In their papers, the applicants reiterate many of the arguments made in the High Court about why the section of the Criminal Procedure Act is unconstitutional, including the finding that the distinction between rape and other sexual offences is irrational. However, they argue that instead of having the order of invalidity suspended for 18 months, the section should be invalidated immediately, without Parliament needing to amend the legislation.
The Minister agrees that the section is unconstitutional but argues that the order of invalidity is needed in order for Parliament to determine which sexual offences should no longer be time-barred. While the Minister acknowledges that the sexual assault perpetrated against the applicants was serious and should not be subject to a limit, he argues that there are other ‘victimless’ sexual offences, such as bestiality, consensual incest and sexual acts with a corpse, which may lawfully be time-barred from prosecution. As a result, the Minister argues in support of the High Court order but requests that Parliament be given 24 months to remedy the defect instead of just 18 months.
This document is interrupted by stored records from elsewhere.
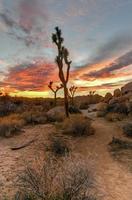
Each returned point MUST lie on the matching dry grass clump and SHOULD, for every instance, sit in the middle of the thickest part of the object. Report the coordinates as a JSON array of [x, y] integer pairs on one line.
[[121, 151], [127, 129], [34, 117], [58, 147], [10, 125], [68, 179], [84, 105], [113, 117], [77, 125]]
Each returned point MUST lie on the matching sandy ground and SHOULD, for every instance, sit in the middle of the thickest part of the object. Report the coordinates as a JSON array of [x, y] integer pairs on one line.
[[114, 181]]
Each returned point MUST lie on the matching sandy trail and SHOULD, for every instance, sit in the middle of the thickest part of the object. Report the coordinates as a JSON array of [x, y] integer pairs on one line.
[[114, 180]]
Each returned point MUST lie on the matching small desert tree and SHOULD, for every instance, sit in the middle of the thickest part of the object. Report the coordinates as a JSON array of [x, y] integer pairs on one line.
[[55, 90], [62, 61], [72, 91]]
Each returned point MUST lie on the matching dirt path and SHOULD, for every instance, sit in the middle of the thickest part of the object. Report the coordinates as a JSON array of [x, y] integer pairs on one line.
[[113, 180]]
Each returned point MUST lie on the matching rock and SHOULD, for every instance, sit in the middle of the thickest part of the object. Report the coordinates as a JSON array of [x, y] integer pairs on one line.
[[127, 88], [108, 97], [56, 114], [117, 93], [113, 100]]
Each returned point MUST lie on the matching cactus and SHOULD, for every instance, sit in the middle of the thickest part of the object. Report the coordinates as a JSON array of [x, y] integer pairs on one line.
[[72, 91], [55, 90], [62, 60]]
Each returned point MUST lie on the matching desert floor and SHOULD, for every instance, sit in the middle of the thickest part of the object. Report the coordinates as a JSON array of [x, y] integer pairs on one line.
[[114, 180]]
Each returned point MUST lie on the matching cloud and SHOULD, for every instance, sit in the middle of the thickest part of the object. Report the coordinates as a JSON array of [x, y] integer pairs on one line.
[[7, 20], [29, 23], [30, 76], [107, 71], [116, 45]]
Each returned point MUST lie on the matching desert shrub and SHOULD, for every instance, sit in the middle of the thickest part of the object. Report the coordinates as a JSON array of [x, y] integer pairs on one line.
[[56, 114], [74, 110], [84, 105], [117, 144], [67, 180], [33, 117], [77, 125], [10, 124], [127, 129], [121, 108], [58, 147], [118, 108], [114, 117], [101, 113]]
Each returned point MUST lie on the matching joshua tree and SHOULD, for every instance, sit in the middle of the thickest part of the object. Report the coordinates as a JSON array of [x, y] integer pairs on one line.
[[62, 61], [55, 90], [72, 91]]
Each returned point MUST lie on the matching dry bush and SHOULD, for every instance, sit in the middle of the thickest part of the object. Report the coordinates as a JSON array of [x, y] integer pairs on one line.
[[34, 117], [74, 110], [77, 125], [68, 179], [113, 117], [58, 147], [100, 113], [10, 124], [56, 114], [84, 105], [127, 129], [117, 144]]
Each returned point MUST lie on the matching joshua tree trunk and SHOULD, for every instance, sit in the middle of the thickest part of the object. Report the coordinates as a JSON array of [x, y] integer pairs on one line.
[[55, 98], [66, 101], [62, 60]]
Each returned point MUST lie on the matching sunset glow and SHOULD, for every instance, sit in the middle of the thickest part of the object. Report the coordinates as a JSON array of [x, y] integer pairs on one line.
[[97, 34]]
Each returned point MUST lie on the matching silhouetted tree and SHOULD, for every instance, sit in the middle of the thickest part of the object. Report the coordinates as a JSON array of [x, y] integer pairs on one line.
[[55, 90], [72, 91], [62, 60]]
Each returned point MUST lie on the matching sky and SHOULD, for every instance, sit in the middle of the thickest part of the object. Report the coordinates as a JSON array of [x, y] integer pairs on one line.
[[97, 33]]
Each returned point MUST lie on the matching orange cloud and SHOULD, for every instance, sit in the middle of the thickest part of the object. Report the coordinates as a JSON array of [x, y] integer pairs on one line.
[[30, 77]]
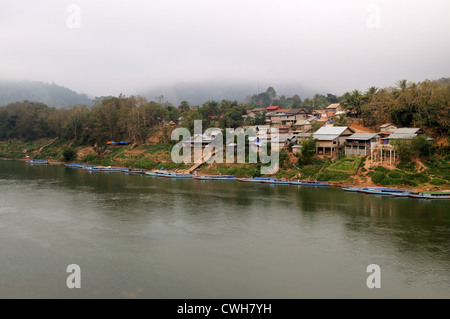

The Women’s Legal Centre, the Teddy Bear Clinic and Lawyers for Human Rights also filed papers arguing that the time limit was unconstitutional. All of them stress that the order should apply to all sexual offences, irrespective of whether the victim was a child or an adult. In addition, the Women’s Legal Centre also applied to introduce additional evidence including reports, articles and expert evidence. Like the applicants, the Centre, the Teddy Bear Clinic and Lawyers for Human Rights also argue that the order of invalidity should have immediate effect and that the section should be read to include certain sexual offences, without Parliament needing to pass an amendment.
It is now up to the Constitutional Court to decide whether the time limit on sexual offences is unconstitutional and, more importantly, what should happen if it is. Though all the parties appear to agree that the time limit is unconstitutional, the Constitutional Court may find differently.